RDF can also use these ientifiers as class names or properties, in which case they are usedas element names in a namespace of the document itself. It is clearly useful to be able to say xmlns:= » »in this case.

We have had plenty of trouble with information (for example in the cwm test suite) being serialized as XML, and the local identifiers having necessarily to be given absolute URIs. This has mean that the test files have ended up bein branded with the local filepath whether they were processed(xmlns= »file:/disk4/joe/devel/test/set5/bar ») which works, but its a pain. It makes files arbitrarily different for testing, can have privacy implications, and so on.

I am not sure what is meant by xmlns:= » ».

xmlns= » » has been allowed since namespaces in XML 1.0 and xmlns:foo= » » has been introduced by namespaces in XML 1.1 (now a Proposed Recommendation). Both are namespaces « undeclaration » and that’s probably not what’s meant here.

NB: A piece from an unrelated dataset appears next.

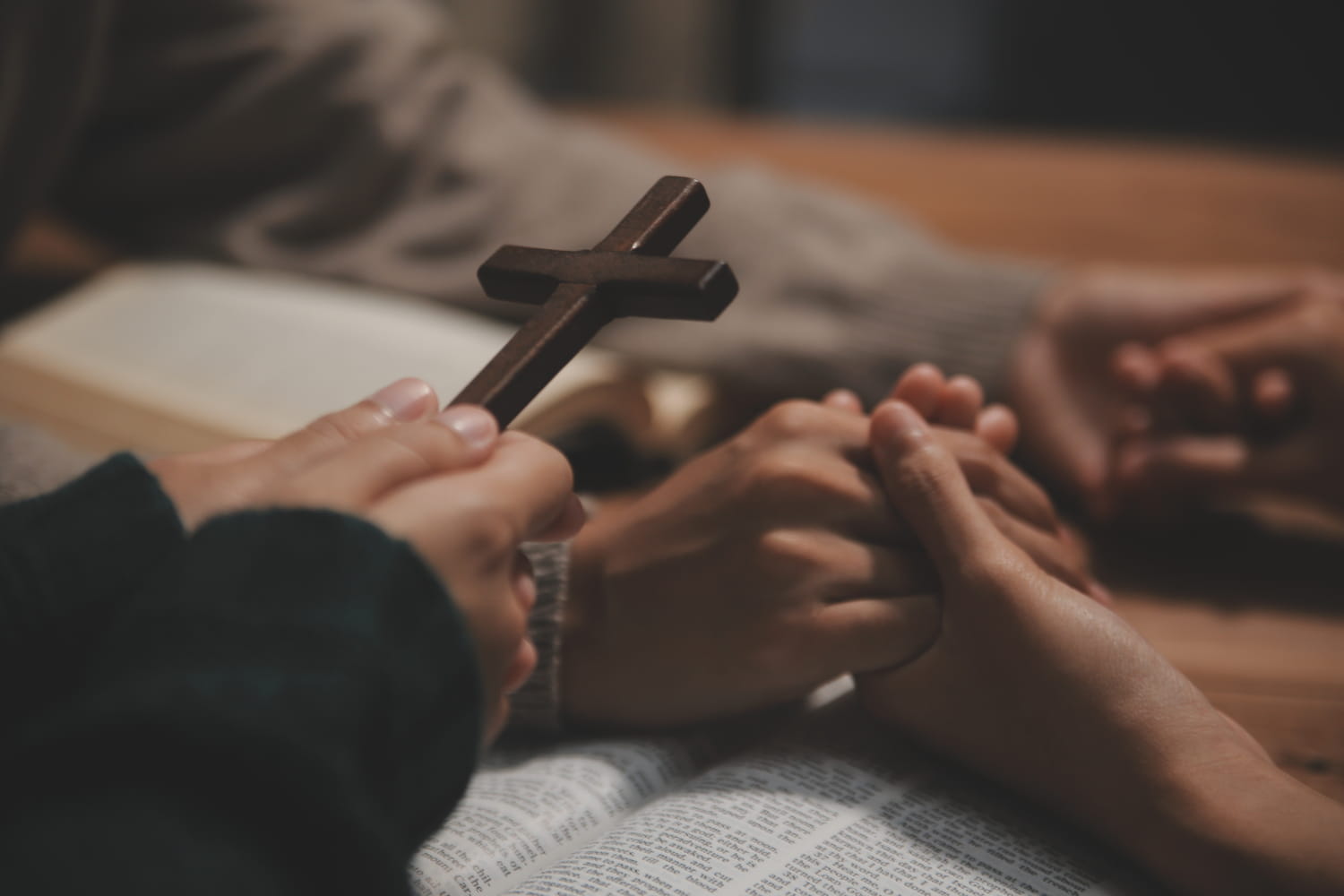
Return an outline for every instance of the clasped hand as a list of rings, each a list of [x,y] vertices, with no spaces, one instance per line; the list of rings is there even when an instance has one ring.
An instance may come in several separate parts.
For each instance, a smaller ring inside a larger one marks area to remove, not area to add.
[[[582,525],[569,463],[487,411],[435,414],[434,391],[401,380],[276,442],[241,442],[151,463],[188,529],[250,508],[324,508],[409,541],[462,611],[478,654],[487,728],[531,674],[535,587],[523,541],[563,540]]]
[[[1004,455],[1016,426],[978,386],[913,368],[894,394],[937,430],[1001,532],[1091,582],[1044,492]],[[896,666],[938,637],[941,586],[872,463],[845,392],[786,402],[573,548],[562,699],[570,721],[660,728],[801,697]]]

If it’s about using relative URIs in RDF, I wonder if all this is really an issue with XML namespaces and not rather an issue with the XML syntax of RDF. Maybe RDF just needs some kind of rdf:base attribute?

Also, I have more than mixed feelings about using rdf:about= »#foo ».

The only circumstance where that would seem legitimate to me would be to make assertions about the XML fragment identified as « #foo », but is that interesting?

Doesn’t it make RDF no better than XLink+XPointer which relies on URIs used as addresses rather than names?

Of course, that’s painful to give each resource an absolute URI, but at least, these URIs don’t change when you move the documents containing the assertions.

Or have I misunderstood the whole point?